Sound and image run simultaneously — lip-sync, footsteps, door slams. Recorded on-set or post-synced with precision.
Sync means: sound and image run in exact temporal agreement. The actor speaks, their mouth moves, we hear the voice at the same moment—or a door slams shut, and the bang occurs simultaneously. This is a constant technical challenge because image and sound can drift apart again and again during production, editing, and mixing.
On set, sync is routine: the sound recordist records while the camera is rolling. Slates and timecode are the tools to know later which sound recording belongs to which picture take. The biggest pitfall is in dialogue recording—lip sync is mercilessly visible if the sound is shifted by just two or three frames. The eye forgives asynchronous footsteps more easily than a lip that moves before we hear the word. Requirements differ in documentaries and feature films: with doc interviews, one can often work with some tolerance, but in feature film close-up dialogue, synchronization must be perfect.
In editing, sync becomes a technical obsession.
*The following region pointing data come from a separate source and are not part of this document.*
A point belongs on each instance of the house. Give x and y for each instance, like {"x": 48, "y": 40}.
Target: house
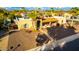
{"x": 61, "y": 19}
{"x": 24, "y": 23}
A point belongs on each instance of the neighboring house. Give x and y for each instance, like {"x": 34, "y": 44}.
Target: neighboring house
{"x": 61, "y": 19}
{"x": 24, "y": 23}
{"x": 67, "y": 15}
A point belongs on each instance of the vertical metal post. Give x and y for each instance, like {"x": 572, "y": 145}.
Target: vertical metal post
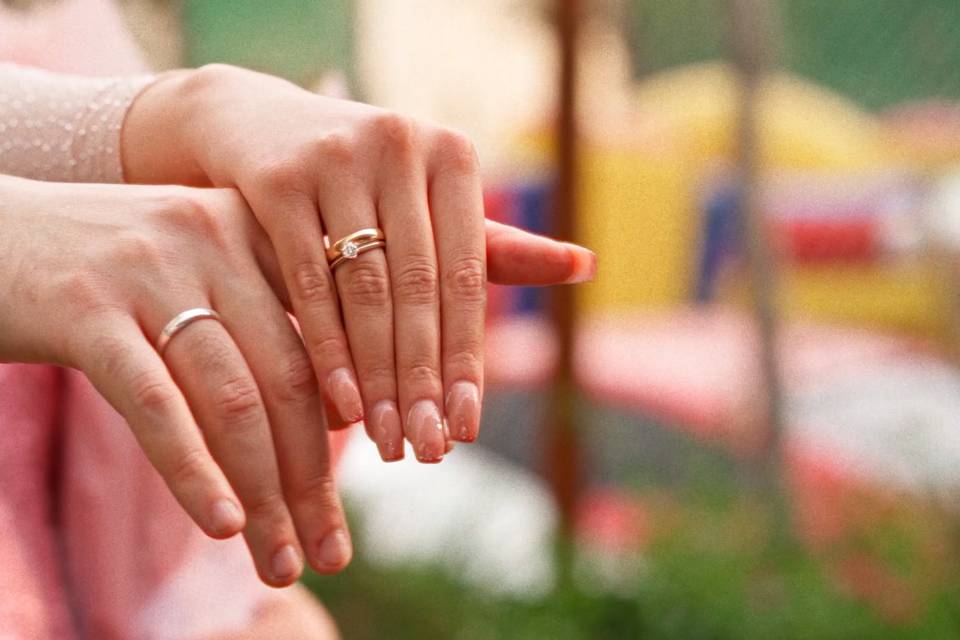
{"x": 563, "y": 461}
{"x": 752, "y": 33}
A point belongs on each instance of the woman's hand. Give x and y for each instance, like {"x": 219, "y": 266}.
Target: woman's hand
{"x": 395, "y": 336}
{"x": 91, "y": 274}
The editor places the audio track precisely on the visual moment. For dialogue, we often zoom in on the lips and shift the sound millisecond by millisecond until it fits. Tools like sync software help, but the editor's ear and eye ultimately decide. With foley—the sound effects recorded afterward—this becomes very practical: sound is placed with precise timing, step by step, hand movement by hand movement.
Often, the problem is not the original sound recording from set, but the mix. When background atmosphere, music, and dialogue come together, synchronization can suffer due to volume balancing and effects. A good sound mixer maintains spatial and temporal accuracy while shaping the sound. Sync is not perfection for perfection's sake—it is the basis for the viewer not being pulled out of the story, but unconsciously believing in the film's reality.